My (so far) one and only television appearance was on an experimental quiz programme which formed part of the BBC's early attempts to fill the Sunday evening 'watershed'. In previous times they had shut down for an hour following the children's' programmes. I was just eighteen and still at school, but I was an enthusiastic evangelical and keen to make my moment of fame count for God. One question they put to each member of the teenage panel put us in the imaginary situation of being at sea in a life raft with a bishop, an eminent surgeon and a young mother. If one person needed to abandon the raft to ensure the survival of the rest, what did we suppose we would do? Without hesitation I declared that I would sacrifice myself, because death held no fears for me as a born-again Christian confident in my salvation.
That was a long time ago, and my naive arrogance appals me in retrospect, but I still don't fear death. However, my reasons for not fearing are far more complicated than the ones I announced over the airwaves all those years ago. I am less certain, though equally at peace.
Death is the certainty that none of us can be really certain about. We know, for sure, that it must happen to each of us. But we do not, and cannot, know what lies beyond that event. Other events of our probable or possible future are clearer. We can seek advice about marriage, about retirement or about bereavement from people who have married, retired, or been bereaved But we cannot sit down for a chat with people who have died. Our only guide to a future beyond death is religion, which involves faith; and faith can never be a certainty.
Faith involves us in a commitment to something that cannot be proved. It would be a misuse of the word to say I have faith that the rain is wet or the ground is hard. These are elements of experience and bodily sensation. To say I have faith implies that I am committed to a proposition that I know could be untrue. I am taking a conscious risk.
If faith is a matter of risk, then it is reasonable to view it in the same manner as other risks that we encounter in life. There is a risk that your house could be burgled so it may be worth paying an insurance company to cover that risk. If there is no burglary you may have wasted your premium payments. Many people take conscious risks in order to experience particular pleasures. Until you climb the mountain you cannot enjoy the view from the top. This brings us closer to the nature of the religious view about death. Death might be an end to individual, personal existence, in which case the burglar has not called. Or it could be the gateway to judgement. If that judgement goes in our favour we will have reached our mountain top and can enjoy the view.
But my view has not been formed by religion in general but Christianity in particular. I believe that Jesus of Nazareth experienced physical death and resurrection, and that his resurrection involves a guarantee of life for others, like myself. I remain in that faith, despite having increased my knowledge and broadened my outlook since those arrogant declarations I made as a precocious teenager.
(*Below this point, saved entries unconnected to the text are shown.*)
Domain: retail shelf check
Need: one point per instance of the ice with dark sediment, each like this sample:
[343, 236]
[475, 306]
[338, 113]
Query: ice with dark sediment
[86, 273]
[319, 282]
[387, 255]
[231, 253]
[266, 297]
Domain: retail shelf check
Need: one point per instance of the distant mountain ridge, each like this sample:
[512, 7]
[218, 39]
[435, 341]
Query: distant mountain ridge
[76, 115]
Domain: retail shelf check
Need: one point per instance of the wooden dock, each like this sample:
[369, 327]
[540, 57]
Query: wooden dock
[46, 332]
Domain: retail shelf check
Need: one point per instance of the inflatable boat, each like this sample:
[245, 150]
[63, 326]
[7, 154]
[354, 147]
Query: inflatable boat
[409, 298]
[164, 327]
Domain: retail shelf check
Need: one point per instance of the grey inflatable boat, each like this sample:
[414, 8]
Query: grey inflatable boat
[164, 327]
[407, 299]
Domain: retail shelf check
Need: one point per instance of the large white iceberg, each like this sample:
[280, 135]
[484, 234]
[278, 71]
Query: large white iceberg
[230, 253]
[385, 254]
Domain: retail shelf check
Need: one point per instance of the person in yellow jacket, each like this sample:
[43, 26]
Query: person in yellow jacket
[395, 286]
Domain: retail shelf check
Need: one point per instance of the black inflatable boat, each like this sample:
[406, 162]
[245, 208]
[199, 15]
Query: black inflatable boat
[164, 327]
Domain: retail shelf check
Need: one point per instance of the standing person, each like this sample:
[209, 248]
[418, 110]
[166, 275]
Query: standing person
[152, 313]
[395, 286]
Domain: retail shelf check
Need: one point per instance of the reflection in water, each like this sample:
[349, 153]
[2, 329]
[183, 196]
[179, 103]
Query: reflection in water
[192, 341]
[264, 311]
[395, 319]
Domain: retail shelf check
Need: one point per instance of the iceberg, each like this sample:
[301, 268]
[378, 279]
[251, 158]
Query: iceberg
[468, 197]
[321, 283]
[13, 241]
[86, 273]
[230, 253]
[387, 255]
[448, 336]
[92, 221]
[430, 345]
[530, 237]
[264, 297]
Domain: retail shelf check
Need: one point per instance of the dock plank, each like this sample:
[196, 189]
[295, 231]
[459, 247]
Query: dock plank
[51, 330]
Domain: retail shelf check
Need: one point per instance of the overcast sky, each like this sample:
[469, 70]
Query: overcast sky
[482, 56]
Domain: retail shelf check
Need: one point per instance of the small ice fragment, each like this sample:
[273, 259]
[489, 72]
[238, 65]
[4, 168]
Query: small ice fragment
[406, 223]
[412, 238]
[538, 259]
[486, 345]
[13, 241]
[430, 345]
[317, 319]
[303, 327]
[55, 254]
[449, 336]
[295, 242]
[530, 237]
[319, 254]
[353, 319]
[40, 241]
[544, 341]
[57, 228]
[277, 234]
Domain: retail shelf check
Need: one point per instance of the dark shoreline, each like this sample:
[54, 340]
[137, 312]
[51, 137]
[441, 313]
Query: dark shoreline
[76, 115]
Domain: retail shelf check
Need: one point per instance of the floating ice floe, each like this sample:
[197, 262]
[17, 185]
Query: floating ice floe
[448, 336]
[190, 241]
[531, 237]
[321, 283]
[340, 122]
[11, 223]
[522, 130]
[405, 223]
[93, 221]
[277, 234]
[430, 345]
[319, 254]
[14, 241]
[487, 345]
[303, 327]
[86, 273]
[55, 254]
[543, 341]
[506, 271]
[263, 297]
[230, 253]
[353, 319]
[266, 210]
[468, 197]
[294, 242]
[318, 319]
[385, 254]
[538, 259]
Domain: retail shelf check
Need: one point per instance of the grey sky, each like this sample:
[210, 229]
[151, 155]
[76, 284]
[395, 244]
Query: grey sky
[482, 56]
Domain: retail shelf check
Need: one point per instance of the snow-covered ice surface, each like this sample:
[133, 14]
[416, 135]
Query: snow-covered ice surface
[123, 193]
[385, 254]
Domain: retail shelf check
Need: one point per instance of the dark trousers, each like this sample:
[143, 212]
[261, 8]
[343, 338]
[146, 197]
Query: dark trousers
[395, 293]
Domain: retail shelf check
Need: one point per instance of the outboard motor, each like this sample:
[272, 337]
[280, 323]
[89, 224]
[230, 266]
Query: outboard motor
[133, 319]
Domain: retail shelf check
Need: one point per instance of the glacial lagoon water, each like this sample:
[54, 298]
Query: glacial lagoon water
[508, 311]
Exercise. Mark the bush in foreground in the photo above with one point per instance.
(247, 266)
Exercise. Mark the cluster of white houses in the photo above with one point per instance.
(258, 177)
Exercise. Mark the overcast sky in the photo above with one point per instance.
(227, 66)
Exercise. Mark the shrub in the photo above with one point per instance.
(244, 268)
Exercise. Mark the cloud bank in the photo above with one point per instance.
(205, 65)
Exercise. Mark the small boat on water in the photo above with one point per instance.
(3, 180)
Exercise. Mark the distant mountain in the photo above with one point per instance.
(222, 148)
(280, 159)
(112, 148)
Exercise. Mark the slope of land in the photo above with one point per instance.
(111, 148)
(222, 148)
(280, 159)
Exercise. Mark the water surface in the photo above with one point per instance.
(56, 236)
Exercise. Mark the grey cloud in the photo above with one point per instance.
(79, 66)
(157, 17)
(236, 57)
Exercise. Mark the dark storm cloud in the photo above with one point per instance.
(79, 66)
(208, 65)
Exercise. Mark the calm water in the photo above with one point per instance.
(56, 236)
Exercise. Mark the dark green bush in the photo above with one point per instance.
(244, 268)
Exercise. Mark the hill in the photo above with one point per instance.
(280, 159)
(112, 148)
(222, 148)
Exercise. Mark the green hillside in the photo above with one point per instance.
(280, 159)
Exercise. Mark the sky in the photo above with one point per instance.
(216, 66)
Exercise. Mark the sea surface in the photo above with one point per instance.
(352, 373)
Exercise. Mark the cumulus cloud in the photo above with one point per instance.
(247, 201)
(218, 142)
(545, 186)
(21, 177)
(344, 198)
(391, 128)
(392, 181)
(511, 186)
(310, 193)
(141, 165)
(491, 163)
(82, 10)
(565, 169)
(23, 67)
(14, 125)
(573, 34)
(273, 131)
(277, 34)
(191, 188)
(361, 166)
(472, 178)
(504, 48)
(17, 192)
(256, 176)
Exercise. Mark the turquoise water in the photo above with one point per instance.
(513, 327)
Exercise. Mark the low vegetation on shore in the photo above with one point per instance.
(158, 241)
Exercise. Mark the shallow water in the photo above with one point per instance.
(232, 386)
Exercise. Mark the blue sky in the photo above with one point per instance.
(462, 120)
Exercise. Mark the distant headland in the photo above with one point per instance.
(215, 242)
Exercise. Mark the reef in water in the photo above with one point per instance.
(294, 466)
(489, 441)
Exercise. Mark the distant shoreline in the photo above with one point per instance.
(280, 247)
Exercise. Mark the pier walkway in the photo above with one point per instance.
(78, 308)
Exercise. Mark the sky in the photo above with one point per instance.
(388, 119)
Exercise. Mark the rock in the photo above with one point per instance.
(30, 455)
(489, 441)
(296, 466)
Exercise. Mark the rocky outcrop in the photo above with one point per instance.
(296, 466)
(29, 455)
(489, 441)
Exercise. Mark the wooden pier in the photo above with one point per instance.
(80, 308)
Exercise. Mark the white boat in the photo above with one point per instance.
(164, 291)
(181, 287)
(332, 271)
Apart from the biblical beliefs that first fuelled my confidence about death, years of subsequent experience have given me a vaguer, but much less assailable, confidence in God. Compared with my younger self, I am much less able to make confident statements about the nature of God, but far more content to trust in his nature without definition. To repeat a quote from Pascal, "(God) is infinitely incomprehensible ... (and) we are incapable of knowing either what He is or if He is". As an infant I did not understand the meaning of 'mother', but I trusted her necessarily and absolutely. In the same way I trust my incomprehensible God. Dying is also incomprehensible.
I know life, because I experience it constantly. But the passage into non-life, or beyond-life, is outside my experience. The nearest I can imagine is to compare it with my daily passage into sleep and, in that sense I see no reason to fear. I was at the bedside of each of my parents as they took their last few breaths. It was awe-inspiring, but not frightening, as they slipped away from me with their former pain anaesthetised by an ever deeper sleep. Two other relatives of mine (my brother and grandmother) seemed to have willingly chosen to die in the same manner as I sometimes yearn for sleep at times of great exhaustion (they didn't commit suicide but, towards the end, they refused medication).
So dying itself need not be frightening, but what then? The journey may prove painless, but what of the destination? I do not fear hell, not just because of my experience of salvation but because I believe that God is at least as loving and merciful as I am (forgive the understatement). If I have a fear it is this - were death to be an absolute end then what would be the point of life? A plant's existence may be judged worthwhile because of its success in producing progeny, but a plant has no consciousness of its own individuality. My life is more than a minor event in a genetic journey, despite what some people claim. If that is the complete story, what reason is there to be moral, or to care about anything? Consciousness demands its own continuation.
My ultimate faith-answer is to see myself as a reasonable being in a reasonable universe. Human consciousness and intelligence are not pointless accidents, but the inevitable outcome of an incredible set of principles (call them evolutionary or creative, whichever you prefer). I look for reason because reason is there to be found, and my destination will also prove reasonable. I can't prove it, but I am prepared to trust.
So I end up with a religious commitment that fits my twentieth century reasoning, but complies equally with Paul's first century exhortation. "Present your bodies a living sacrifice, holy, acceptable unto God, which is your reasonable service" *. I'll take a chance on that.